After the first day, I told my wife Kim that I thought several of the students seemed to enjoy my style. Others, however, had this panicked look of fear, a dear-in-the-headlights stare of “oh my gosh, what nightmare has just invaded my peaceful history class.” LOL It was a shock to their system.
Perhaps no where has that been true than in what is my very high expectation that each student value their own learning, value their own future goals so much, that they put a personal investment into the work. We, as a country, have so doomed ourselves by acting as if academic learning is something that is easy, and that the student has no reason to put a personal investment in the story. Case in point…year after year, and in this class right here, I find a somewhat stunned reaction when they understand that I won’t spoon feed them the answers to the exam. They can’t believe that I actually expect them to take notes, that I won’t merely give them my notes or my powerpoint slides.
One of the lessons from Mexico that stuck with me was how far we, as the USA, have grown away from the land. While there, many moments demonstrated how Mexico is still (at least where I was) mostly an agrarian society that understands one cannot lose touch with the land. When you know you worked all year to grow and harvest a certain crop, you don’t later turn your nose up at a meal comprised of that crop, nor do you only eat half and throw the rest away. When someone provides you with fruit from their trees or even a cow for meat, you realize that is a huge gift from their own “savings,” their own investments.
That idea of being distant from the land has had many impacts on us, none less critical than we no longer value the hard effort it takes to accomplish something. Oh sure, many still get it….they spend hours working to perfect a trick on their skateboard or to become an amazing photographer or to play the guitar well. Yet, by and large, we have become a society that is indulgent (merely giving in to whatever whim or wish we have), expecting others to do for them, to give to them….entitled. When you are close to the land, realizing that whatever future success you are going to have will come due to diligent effort now, you don’t approach things with any sense of entitlement. Rather, you know whatever you face, it will take hard work.

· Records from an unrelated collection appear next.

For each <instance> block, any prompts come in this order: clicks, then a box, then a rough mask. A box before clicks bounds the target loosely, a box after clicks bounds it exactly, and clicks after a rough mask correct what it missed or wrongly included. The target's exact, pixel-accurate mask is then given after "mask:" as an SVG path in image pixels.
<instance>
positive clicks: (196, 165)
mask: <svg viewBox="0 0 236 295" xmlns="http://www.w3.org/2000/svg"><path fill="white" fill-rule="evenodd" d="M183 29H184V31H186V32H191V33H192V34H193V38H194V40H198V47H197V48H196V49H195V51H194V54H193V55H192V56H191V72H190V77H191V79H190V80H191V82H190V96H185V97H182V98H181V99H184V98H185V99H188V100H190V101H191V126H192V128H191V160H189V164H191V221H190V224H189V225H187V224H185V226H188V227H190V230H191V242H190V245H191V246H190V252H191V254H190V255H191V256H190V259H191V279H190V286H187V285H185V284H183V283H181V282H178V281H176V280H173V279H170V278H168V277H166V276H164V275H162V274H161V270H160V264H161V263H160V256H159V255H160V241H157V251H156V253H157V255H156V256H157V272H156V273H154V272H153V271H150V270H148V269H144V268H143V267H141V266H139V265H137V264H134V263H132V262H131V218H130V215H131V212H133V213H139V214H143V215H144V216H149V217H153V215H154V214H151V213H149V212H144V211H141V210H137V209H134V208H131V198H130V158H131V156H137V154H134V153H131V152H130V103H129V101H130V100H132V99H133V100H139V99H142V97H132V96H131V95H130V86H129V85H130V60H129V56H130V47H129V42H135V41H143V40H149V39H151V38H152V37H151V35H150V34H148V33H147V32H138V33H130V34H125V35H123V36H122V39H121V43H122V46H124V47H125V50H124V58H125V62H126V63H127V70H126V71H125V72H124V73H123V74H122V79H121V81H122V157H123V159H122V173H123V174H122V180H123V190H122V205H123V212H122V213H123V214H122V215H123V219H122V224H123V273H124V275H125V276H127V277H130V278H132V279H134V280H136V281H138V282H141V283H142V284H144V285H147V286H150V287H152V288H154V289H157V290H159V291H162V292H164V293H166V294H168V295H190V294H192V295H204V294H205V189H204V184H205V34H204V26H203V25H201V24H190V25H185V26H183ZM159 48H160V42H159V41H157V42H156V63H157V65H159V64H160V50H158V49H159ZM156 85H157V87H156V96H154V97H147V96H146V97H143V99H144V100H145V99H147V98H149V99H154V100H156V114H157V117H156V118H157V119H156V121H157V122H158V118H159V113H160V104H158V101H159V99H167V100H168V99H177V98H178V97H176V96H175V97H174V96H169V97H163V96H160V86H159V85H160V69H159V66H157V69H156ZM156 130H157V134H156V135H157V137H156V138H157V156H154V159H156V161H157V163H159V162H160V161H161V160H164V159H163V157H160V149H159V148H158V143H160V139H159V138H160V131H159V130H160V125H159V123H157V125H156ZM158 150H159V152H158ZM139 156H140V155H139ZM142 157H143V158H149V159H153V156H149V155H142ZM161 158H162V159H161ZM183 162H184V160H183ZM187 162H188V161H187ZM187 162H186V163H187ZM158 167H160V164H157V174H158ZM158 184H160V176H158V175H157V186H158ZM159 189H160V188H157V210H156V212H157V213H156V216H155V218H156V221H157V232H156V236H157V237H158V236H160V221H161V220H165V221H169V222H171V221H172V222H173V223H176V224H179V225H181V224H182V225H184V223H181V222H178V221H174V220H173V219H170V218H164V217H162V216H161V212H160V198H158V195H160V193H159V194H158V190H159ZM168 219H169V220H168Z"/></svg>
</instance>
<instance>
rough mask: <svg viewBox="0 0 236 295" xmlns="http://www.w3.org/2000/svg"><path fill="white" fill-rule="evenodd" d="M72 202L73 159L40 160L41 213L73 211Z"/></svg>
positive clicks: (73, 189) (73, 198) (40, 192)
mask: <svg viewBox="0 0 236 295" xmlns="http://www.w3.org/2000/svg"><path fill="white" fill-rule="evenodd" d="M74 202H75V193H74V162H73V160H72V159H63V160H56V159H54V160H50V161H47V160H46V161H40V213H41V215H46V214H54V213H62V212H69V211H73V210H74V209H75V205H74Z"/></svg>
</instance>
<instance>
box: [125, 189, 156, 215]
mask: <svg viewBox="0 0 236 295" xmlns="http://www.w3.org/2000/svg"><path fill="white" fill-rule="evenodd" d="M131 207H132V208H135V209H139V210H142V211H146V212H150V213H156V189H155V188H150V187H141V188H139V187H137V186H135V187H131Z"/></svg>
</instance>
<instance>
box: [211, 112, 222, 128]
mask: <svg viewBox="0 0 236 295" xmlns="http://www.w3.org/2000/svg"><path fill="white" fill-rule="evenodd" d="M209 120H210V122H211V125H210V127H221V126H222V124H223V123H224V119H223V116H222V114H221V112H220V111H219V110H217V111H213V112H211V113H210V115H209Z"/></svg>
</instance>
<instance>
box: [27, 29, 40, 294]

This lack of comprehension about hard work is what these students are now facing. Unlike my peer, for me the students have to prepare for class every day and bring that work with them to class as proof that they were ready. It’s a simple thing….just like going out every day to pull weeds in the garden or sitting down to practice scales on the piano….and yet, if you have grown up thinking you can pretty much get a passing grade simply by showing up…..well, it’s a shock to the system.
I know these kids will do well; already most seem to have geared up in the work. And, I believe my peer does push them in her own way. But what about you? Are you pushing yourself? I hope so….or at the very least, my articles are for you a shock to the system.